High cardinality multi bucket terms aggregation - huge memory consumption

Hi all,
I' m pretty new to the elastic stack but I'm facing an issue which I don't understand.
I tried to reproduce it with the easiest example:

My documents look like this:

{
    "a1" : "3abcdefghi",
    "a2" : "3abcdefghi_a",
    "dummyA" : "dmihnibdpu"
}

The index contains 1M of these documents, with a1 and a2 having 10K different values and dummyA having 1M different values.

The index size is around 120MB.

The index mapping looks as follows:

{
  "mapping": {
    "_doc": {
      "dynamic_templates": [
        {
          "strings": {
            "match_mapping_type": "string",
            "mapping": {
              "fields": {
                "query": {
                  "type": "text"
                }
              },
              "type": "keyword"
            }
          }
        }
      ],
      "properties": {
        "a1": {
          "type": "keyword",
          "fields": {
            "query": {
              "type": "text"
            }
          }
        },
        "a2": {
          "type": "keyword",
          "fields": {
            "query": {
              "type": "text"
            }
          }
        },
        "dummyA": {
          "type": "keyword",
          "fields": {
            "query": {
              "type": "text"
            }
          }
        }
      }
    }
  }
}

Elasticsearch runs with 7GB heap.

The following query is not executable since it would need more than the 7GB heap memory (parent circuit breaker kicks in):

GET /test/_search
{
  "size": 0,
  "aggs": {
    "a1": {
      "terms": {
        "field": "a1",
        "size": 10000
      },
      "aggs": {
        "a2": {
          "terms": {
            "field": "a2",
            "size": 10000
          }
        }
      }
    }
  }
}

If I use execution_hint: map like so:

GET /test/_search
{
  "size": 0,
  "aggs": {
    "a1": {
      "terms": {
        "field": "a1",
        "size": 10000,
        "execution_hint": "map"
      },
      "aggs": {
        "a2": {
          "terms": {
            "field": "a2",
            "size": 10000,
            "execution_hint": "map"
          }
        }
      }
    }
  }
}

the query returns in around 1s with the result.

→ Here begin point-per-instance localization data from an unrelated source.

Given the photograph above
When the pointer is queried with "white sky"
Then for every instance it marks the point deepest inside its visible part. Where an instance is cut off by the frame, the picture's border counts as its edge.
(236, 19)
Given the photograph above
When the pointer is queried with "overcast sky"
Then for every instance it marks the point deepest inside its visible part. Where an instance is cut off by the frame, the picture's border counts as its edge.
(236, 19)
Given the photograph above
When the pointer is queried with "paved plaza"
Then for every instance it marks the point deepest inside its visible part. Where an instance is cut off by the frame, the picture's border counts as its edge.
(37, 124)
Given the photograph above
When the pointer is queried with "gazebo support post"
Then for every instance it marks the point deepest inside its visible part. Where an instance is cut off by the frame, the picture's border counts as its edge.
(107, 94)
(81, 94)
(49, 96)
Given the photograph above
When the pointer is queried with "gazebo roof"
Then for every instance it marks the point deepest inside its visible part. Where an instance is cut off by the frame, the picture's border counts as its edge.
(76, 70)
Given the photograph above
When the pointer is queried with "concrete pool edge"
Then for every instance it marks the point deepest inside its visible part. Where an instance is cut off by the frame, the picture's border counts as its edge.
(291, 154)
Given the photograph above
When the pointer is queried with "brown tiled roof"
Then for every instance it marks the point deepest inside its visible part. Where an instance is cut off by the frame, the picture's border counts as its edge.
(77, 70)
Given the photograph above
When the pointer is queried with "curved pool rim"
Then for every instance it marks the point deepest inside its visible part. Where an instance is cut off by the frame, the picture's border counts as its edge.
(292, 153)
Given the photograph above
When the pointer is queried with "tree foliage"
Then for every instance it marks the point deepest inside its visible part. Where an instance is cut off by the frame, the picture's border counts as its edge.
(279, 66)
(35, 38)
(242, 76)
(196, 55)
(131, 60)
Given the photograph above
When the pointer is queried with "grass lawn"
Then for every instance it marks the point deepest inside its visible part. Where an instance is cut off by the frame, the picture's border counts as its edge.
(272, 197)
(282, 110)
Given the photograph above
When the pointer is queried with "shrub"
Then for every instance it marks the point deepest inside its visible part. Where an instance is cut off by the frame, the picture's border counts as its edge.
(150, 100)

As far as I understood, execution_hint: map should actually lead to larger requests and hence consume more memory?

The size of the requests is indeed larger but the overall memory consumption with execution_hint map is much lower than the memory consumption with execution_hint global_ordinals, which is from my understanding the default.

Does anyone know and can explain this huge memory consumption in the default mode for an index that has only 120MB?

Any help would be very cool.

Thanks :slight_smile:

2 Likes

I have the same problem and also cannot explain it.

This topic was automatically closed 28 days after the last reply. New replies are no longer allowed.